Michael P. Berman’s classically executed black and white photographs participate and extend the tradition of western landscape photography. Berman was awarded a Guggenheim Fellowship in 2008 for his work Grasslands: The Chihuauan Desert Project. Photographs from this project was published in 2009 in the book Trinity, by The University of Texas, Austin. Trinity is the third book of the border trilogy, The History of the Future, with the writer Charles Bowden. In 2008, the Lannan Foundation organized an exhibition, also titled The History of the Future, of photographs by both Berman and artist Julián Cardona, accompanied by an essay by Bowden. The exhibition traveled to the Santa Fe Art Institute (2008), the North Dakota Museum of Art (2009), Blue Star Contemporary Art Center (2009), Ohio Wesleyan University (2011), and Tulane University (2011). A selection from the show is now on view at the Nation Institute.

Berman was born in New York City in 1956 and later came west to Colorado College, where he studied biology. He subsequently received an MFA in photography from Arizona State University. Fifteen years ago he settled in southwestern New Mexico, where he now lives in the Mimbres Valley near San Lorenzo.
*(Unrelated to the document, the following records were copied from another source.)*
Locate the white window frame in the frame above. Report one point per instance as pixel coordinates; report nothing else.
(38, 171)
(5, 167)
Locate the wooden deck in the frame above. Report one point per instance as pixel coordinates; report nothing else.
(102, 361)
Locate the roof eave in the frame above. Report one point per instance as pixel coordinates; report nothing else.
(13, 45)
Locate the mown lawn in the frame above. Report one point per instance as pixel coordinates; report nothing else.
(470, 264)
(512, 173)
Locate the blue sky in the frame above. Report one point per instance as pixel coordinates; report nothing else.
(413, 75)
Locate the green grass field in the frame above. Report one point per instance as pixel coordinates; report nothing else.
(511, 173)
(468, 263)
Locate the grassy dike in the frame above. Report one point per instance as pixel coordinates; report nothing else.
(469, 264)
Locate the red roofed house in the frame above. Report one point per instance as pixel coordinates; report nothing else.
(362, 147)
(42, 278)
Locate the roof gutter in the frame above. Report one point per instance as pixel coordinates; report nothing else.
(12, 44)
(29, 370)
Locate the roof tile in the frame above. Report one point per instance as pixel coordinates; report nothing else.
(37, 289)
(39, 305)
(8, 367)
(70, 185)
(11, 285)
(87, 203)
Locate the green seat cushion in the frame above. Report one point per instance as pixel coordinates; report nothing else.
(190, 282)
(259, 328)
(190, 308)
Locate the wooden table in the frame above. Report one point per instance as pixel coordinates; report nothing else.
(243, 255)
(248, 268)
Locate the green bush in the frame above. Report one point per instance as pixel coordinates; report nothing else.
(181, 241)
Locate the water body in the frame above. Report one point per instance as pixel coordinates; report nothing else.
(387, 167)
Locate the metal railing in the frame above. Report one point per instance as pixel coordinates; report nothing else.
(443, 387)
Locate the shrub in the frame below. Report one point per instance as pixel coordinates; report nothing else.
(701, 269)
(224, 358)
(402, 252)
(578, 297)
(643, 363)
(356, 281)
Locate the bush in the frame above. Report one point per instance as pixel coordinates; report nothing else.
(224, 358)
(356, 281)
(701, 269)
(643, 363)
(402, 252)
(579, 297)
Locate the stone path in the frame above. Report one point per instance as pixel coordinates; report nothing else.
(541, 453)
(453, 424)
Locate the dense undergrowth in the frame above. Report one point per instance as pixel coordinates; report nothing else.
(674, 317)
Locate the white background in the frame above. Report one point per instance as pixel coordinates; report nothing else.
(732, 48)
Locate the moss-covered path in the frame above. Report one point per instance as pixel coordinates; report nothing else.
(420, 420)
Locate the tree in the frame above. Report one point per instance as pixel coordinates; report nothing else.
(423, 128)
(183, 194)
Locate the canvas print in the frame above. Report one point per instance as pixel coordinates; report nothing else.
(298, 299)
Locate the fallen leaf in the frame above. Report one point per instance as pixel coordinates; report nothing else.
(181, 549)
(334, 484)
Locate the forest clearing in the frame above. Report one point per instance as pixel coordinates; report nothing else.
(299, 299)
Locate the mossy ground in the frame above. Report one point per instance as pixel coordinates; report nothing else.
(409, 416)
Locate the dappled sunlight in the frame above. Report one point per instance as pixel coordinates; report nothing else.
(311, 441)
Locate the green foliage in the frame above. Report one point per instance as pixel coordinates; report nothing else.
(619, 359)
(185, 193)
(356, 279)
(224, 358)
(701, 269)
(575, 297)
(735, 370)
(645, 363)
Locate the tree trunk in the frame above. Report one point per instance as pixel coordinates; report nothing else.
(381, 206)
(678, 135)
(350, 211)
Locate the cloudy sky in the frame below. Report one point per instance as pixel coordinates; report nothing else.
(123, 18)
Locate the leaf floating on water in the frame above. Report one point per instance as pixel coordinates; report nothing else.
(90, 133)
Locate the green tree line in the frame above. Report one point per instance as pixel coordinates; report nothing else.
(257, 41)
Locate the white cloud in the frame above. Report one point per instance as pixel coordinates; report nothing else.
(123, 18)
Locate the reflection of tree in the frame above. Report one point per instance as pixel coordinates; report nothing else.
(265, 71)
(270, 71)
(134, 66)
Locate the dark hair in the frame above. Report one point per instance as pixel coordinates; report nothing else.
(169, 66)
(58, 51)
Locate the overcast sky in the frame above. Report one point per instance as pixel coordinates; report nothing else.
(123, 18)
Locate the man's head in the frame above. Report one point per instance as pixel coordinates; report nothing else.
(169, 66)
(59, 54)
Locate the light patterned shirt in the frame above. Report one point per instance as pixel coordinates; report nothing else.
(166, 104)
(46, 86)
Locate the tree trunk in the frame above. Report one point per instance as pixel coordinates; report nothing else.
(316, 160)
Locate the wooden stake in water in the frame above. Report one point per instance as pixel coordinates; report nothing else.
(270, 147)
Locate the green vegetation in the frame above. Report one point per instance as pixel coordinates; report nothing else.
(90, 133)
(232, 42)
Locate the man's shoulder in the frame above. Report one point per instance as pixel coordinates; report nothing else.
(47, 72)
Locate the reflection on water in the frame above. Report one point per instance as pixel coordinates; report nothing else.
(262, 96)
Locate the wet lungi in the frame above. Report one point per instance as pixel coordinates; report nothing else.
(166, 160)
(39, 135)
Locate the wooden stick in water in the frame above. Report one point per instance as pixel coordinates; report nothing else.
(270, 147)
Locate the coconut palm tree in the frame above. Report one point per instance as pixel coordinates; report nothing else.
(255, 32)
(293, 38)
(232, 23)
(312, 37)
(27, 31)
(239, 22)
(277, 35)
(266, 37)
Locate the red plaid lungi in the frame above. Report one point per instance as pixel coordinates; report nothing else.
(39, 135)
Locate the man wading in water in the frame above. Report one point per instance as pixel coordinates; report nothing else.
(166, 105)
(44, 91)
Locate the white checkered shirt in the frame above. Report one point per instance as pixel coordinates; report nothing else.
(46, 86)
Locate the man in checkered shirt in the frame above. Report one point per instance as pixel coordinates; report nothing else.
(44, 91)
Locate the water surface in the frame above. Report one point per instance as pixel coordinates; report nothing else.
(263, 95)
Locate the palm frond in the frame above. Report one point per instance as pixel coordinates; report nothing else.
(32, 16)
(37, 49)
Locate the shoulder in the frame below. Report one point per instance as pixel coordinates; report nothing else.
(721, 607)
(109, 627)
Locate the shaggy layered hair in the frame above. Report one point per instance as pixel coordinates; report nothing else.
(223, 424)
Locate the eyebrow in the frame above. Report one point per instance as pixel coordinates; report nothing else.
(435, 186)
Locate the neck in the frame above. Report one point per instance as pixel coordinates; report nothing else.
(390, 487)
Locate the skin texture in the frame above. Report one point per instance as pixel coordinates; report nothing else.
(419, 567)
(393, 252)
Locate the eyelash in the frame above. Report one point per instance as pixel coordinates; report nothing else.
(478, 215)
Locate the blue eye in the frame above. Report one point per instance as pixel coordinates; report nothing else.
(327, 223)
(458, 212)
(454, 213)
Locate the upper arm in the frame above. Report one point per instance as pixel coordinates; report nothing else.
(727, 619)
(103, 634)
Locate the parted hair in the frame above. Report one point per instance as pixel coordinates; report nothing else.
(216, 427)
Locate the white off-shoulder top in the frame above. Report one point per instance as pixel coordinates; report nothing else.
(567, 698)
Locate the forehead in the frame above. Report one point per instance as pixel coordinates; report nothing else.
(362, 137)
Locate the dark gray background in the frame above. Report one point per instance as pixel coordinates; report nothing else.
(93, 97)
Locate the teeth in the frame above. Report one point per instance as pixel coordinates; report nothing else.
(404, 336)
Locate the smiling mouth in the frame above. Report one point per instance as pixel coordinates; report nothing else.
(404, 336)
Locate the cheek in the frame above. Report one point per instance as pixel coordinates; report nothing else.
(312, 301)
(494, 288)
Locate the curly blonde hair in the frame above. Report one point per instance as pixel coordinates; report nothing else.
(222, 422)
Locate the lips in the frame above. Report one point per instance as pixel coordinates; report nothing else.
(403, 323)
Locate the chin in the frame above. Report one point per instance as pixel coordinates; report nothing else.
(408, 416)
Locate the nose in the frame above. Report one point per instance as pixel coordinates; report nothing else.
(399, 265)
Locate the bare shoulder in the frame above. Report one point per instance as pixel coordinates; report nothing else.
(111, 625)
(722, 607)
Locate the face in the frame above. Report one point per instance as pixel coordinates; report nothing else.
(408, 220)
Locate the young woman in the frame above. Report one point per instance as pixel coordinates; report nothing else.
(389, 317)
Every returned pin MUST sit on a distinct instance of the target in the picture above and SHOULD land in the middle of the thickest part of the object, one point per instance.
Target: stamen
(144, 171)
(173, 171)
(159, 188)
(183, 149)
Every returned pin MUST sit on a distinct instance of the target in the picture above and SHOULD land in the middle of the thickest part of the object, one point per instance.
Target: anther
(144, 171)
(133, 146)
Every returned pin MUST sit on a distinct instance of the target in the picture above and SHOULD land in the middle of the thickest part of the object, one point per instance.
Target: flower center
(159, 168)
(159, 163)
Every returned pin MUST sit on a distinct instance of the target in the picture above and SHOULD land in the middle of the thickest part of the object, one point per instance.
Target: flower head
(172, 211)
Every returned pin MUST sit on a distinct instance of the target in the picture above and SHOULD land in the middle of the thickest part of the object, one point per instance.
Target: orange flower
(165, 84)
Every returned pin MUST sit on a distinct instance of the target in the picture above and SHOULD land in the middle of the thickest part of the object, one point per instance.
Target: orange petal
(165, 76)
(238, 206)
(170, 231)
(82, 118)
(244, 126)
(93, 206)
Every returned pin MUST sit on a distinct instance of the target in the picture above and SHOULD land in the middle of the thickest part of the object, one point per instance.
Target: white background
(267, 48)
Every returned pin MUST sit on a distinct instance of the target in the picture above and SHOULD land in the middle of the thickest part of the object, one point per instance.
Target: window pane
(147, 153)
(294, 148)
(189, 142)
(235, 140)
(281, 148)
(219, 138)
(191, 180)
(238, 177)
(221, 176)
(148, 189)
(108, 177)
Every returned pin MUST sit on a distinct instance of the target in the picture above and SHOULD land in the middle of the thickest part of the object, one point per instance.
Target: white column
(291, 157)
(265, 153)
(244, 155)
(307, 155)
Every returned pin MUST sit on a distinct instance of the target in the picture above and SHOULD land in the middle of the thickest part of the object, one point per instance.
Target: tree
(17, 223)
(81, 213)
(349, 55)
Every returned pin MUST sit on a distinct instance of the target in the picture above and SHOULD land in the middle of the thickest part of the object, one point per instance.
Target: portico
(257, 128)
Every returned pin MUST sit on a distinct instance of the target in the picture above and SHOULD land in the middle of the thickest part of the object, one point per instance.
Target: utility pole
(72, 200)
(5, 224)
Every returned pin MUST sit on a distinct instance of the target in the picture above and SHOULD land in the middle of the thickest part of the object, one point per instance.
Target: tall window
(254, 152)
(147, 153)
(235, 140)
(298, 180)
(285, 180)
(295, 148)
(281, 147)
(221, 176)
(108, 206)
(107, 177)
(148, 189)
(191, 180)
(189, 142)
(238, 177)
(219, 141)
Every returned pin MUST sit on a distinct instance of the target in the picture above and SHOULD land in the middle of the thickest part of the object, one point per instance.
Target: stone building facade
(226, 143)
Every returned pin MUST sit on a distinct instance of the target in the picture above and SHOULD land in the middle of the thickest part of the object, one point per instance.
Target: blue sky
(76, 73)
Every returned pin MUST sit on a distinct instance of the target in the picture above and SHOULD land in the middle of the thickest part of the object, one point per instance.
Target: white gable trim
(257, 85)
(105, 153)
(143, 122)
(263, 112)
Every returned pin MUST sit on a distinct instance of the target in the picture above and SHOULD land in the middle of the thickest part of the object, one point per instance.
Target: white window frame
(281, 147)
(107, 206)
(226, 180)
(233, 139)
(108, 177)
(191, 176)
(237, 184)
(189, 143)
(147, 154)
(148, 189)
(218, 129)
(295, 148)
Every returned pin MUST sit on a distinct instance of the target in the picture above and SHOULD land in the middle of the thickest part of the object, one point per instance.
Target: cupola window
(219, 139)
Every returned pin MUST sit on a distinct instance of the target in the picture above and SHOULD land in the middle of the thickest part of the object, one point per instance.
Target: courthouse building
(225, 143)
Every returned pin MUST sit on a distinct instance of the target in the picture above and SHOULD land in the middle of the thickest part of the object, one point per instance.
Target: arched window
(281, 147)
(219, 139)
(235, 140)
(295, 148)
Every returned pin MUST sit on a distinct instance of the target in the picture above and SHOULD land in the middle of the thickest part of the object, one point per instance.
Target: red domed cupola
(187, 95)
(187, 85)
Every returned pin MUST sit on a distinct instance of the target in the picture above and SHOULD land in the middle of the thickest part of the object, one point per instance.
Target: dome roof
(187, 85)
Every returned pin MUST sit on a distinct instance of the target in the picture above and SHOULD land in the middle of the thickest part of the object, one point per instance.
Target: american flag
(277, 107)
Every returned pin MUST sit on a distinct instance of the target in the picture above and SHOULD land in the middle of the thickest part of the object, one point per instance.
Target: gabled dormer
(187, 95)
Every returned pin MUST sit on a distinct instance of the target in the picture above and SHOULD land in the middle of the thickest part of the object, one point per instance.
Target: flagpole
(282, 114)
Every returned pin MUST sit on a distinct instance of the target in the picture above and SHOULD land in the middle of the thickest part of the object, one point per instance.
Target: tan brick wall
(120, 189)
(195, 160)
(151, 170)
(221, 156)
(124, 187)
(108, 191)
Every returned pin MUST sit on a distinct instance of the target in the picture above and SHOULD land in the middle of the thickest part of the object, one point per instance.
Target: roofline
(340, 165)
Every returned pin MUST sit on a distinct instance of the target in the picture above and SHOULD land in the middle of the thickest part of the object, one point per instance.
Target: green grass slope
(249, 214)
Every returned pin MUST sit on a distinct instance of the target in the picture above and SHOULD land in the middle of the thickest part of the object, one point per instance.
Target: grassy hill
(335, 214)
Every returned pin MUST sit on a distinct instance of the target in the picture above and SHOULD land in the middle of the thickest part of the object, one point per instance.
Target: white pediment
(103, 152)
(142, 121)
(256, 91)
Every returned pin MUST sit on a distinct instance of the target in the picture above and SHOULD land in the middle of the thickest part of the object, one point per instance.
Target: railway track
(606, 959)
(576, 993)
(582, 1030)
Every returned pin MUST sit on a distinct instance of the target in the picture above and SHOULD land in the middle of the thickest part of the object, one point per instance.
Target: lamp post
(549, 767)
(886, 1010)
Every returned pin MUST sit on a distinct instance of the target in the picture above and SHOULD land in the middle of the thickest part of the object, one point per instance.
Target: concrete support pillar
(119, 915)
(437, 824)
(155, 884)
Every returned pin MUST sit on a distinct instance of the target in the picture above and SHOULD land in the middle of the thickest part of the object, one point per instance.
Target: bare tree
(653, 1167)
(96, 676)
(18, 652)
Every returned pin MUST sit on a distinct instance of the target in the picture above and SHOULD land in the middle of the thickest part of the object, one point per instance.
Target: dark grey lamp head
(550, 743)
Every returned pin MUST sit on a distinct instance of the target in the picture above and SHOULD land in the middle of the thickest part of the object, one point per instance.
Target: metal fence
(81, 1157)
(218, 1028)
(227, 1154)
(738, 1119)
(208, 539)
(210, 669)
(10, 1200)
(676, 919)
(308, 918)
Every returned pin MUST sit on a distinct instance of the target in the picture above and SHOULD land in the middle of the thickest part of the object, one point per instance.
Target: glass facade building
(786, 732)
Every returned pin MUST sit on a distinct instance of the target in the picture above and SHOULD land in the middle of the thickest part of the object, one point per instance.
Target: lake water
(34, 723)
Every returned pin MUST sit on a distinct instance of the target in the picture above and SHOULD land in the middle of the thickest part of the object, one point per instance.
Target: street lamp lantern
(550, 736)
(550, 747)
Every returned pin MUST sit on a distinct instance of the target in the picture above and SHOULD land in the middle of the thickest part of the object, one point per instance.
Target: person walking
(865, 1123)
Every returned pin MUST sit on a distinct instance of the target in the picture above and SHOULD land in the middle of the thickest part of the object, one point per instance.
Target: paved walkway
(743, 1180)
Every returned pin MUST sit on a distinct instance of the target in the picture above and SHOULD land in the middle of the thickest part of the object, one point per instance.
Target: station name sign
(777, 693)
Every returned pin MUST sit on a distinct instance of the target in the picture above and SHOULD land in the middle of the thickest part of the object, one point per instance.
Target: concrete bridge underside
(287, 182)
He wanders the border wild lands of U.S. and Mexico and works on the local issues—mining, grazing, wilderness, timber, water, growth and the border—that impact the land. Berman brings an awareness of the complexity of the biological world to the political and social dialogue of the West to his art, which he then uses as a catalyst to renew and heighten our perception of the land.

His photographs are included in the collections of the Metropolitan Museum of Art, the Cleveland Museum of Art, the Amon Carter Museum, Lannan Foundation, and the New Mexico Museum of Art. He has received Painting Fellowships from the Arizona Commission on the Arts and the Wurlitzer Foundation and his installations and paintings have been reviewed in Art in America, and exhibited throughout the United States.